Банколен остановился у стола, наклонил голову и рассеянно дергал шнур от лампы, так что свет то включался, то гас. Казалось, он вспомнил, что курит в комнате, где находится покойник, и убрал сигару. Килар решительно поднялся и, прихрамывая, приблизился к гробу.
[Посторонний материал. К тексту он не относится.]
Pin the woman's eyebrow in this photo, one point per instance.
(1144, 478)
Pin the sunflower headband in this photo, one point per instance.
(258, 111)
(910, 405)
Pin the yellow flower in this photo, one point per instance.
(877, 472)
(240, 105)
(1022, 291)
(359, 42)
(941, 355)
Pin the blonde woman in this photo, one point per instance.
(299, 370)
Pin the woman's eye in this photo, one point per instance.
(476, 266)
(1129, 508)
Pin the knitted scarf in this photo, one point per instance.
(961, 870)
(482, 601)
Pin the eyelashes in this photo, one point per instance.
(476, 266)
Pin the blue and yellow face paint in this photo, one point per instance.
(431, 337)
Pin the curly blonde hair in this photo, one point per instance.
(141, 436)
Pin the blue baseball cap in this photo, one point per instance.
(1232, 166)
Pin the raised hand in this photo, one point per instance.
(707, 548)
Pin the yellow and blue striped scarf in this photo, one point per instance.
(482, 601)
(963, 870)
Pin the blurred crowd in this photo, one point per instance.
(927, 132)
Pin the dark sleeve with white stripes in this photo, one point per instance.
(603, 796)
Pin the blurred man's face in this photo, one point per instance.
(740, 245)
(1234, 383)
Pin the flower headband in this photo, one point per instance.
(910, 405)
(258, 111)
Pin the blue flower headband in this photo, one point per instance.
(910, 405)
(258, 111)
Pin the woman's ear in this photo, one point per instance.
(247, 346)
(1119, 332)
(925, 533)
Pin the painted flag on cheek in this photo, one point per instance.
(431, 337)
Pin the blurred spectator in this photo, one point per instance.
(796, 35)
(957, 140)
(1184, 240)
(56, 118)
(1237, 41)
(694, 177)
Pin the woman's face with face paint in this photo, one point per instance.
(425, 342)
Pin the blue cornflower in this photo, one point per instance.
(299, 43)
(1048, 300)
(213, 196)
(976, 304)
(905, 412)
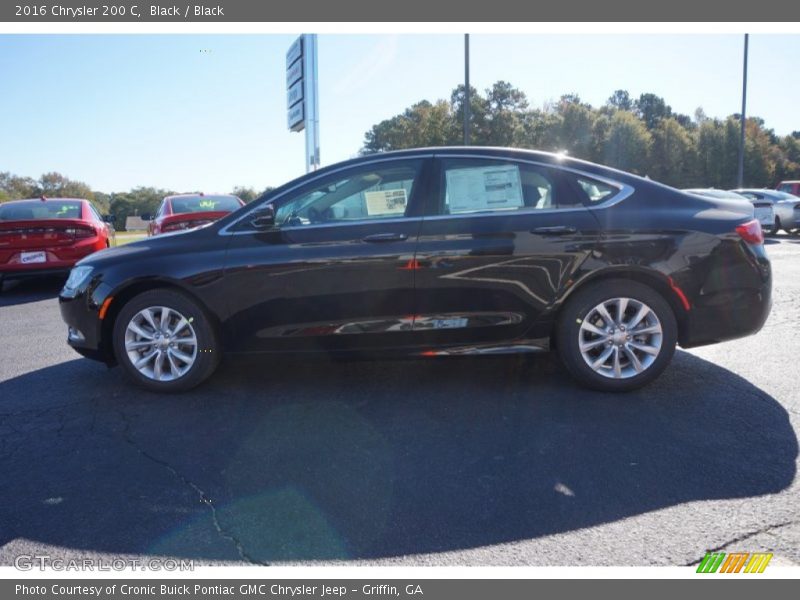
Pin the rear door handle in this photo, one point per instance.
(386, 237)
(557, 230)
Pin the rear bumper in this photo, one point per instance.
(735, 301)
(85, 328)
(58, 259)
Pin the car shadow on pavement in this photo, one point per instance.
(24, 291)
(294, 460)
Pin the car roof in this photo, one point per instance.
(200, 195)
(46, 199)
(549, 158)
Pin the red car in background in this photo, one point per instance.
(790, 187)
(49, 235)
(187, 211)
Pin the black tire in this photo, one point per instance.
(578, 307)
(207, 349)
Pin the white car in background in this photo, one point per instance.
(785, 206)
(762, 209)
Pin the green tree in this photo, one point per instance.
(621, 100)
(672, 154)
(628, 143)
(651, 109)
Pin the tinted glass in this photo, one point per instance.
(479, 185)
(37, 209)
(191, 204)
(379, 191)
(595, 191)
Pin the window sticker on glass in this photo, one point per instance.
(386, 202)
(484, 188)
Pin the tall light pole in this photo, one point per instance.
(466, 90)
(740, 173)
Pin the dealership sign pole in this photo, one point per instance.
(302, 98)
(740, 171)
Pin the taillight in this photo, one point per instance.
(751, 232)
(175, 226)
(80, 232)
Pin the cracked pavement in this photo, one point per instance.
(449, 461)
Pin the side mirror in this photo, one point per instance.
(263, 217)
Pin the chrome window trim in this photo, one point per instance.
(225, 230)
(624, 191)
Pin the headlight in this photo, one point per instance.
(77, 277)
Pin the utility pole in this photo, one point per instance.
(466, 90)
(740, 174)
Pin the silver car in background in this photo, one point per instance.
(762, 209)
(785, 206)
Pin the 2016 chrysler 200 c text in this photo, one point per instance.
(434, 251)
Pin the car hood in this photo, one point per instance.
(161, 244)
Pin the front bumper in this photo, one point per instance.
(80, 311)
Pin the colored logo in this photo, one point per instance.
(734, 562)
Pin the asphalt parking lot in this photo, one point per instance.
(446, 461)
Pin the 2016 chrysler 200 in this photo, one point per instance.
(428, 252)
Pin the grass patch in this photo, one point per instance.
(126, 237)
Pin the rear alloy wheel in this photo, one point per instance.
(165, 342)
(616, 335)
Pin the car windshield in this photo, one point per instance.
(40, 209)
(190, 204)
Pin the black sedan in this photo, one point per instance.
(430, 252)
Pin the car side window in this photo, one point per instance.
(595, 191)
(482, 185)
(377, 191)
(95, 214)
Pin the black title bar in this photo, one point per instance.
(405, 10)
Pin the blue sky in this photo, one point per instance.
(208, 112)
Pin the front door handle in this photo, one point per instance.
(386, 237)
(557, 230)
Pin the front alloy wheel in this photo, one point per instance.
(165, 341)
(161, 343)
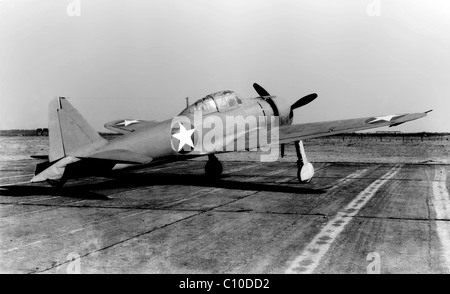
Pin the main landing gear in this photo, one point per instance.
(213, 167)
(305, 170)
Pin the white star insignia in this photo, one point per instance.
(184, 136)
(383, 118)
(127, 122)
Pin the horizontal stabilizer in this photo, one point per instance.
(126, 126)
(120, 156)
(297, 132)
(39, 157)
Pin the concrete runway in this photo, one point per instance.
(352, 218)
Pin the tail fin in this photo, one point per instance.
(69, 132)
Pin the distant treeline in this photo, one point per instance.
(389, 136)
(39, 132)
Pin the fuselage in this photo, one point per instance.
(218, 119)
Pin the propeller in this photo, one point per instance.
(260, 90)
(303, 101)
(299, 103)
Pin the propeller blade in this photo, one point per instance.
(303, 101)
(260, 90)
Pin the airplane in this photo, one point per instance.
(77, 150)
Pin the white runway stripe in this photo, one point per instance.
(441, 205)
(319, 246)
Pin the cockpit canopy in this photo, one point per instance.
(220, 101)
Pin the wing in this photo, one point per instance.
(298, 132)
(119, 156)
(125, 126)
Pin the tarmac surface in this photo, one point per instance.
(352, 218)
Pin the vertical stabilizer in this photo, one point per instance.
(69, 132)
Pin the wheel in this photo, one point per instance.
(305, 172)
(213, 168)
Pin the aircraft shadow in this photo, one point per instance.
(134, 180)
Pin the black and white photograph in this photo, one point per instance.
(224, 137)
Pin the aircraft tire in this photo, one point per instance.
(213, 169)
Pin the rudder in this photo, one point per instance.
(69, 132)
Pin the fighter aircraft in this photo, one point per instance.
(77, 150)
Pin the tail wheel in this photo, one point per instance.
(213, 167)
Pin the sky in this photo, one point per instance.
(140, 59)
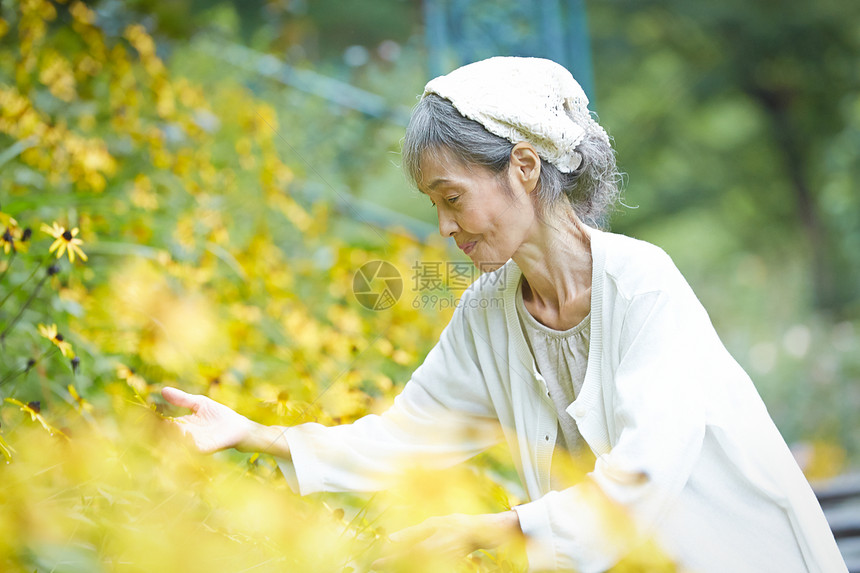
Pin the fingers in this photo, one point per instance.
(179, 398)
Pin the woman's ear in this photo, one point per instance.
(525, 164)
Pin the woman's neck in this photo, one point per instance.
(556, 263)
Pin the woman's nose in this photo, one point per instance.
(447, 225)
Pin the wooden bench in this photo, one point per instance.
(840, 500)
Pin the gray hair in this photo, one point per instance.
(592, 189)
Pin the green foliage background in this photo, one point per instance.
(224, 215)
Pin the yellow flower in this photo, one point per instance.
(50, 332)
(64, 241)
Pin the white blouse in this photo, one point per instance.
(686, 453)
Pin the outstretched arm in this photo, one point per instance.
(212, 427)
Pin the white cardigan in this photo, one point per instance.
(675, 423)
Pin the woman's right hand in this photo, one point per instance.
(211, 426)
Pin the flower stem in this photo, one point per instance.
(23, 308)
(12, 375)
(14, 290)
(6, 270)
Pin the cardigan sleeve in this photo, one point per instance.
(666, 351)
(442, 417)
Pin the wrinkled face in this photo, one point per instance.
(474, 209)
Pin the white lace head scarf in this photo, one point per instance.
(523, 99)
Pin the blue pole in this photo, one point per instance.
(580, 48)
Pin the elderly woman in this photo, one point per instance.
(594, 344)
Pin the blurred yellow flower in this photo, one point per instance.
(50, 332)
(65, 241)
(7, 241)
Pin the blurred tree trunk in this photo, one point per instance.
(796, 162)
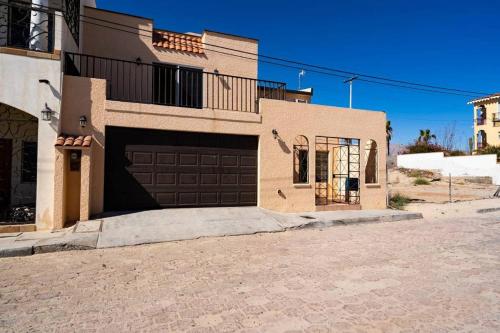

— Мне следовало бы простить его, — сказал он, — но я не в силах это сделать. Будь ты проклят! — Он потряс кулаком перед лицом мертвого. — Ты не посмел встретиться с ним лицом к лицу! Ты нанес удар сзади, исподтишка, как обычный вор… Он не боялся умереть, это ты притворялся… Если бы я знал, я сам бы убил тебя! — Адвокат воздел свои костлявые руки, затем в бессильном гневе уронил их. Он обернулся к Банколену: — Я начинаю все понимать, месье, и хочу… принести вам благодарность от имени всех Салиньи. — Он закусил губу, этот старый гриф, и начал раскачивать головой из стороны в сторону. — Вздор! Это бессмысленно! Просто я разволновался… Обычно я не… Это очень много для меня значит, понимаете! И теперь я понимаю… Этот совок! Совок был его символом. Это была его печать, его подпись…
— Месье Килар, — мягко осведомился Банколен, — вы в этом уверены?
— В чем?
— Вспомните вопрос, месье, который я задал вам вчера, — не находили ли вы в ящичке для лекарств в ванной мадам Килар совка?
Глаза Килара подернулись пленкой. И опять послышался этот шуршащий звук, как у гремучей змеи.
— Что вы хотите сказать?
— По словам мадам Луизы, в ванной комнате она видела Лорана. В это время Лоран в облике Салиньи находился с Вотрелем в другой комнате. Она не могла видеть Лорана. Так кого же она видела?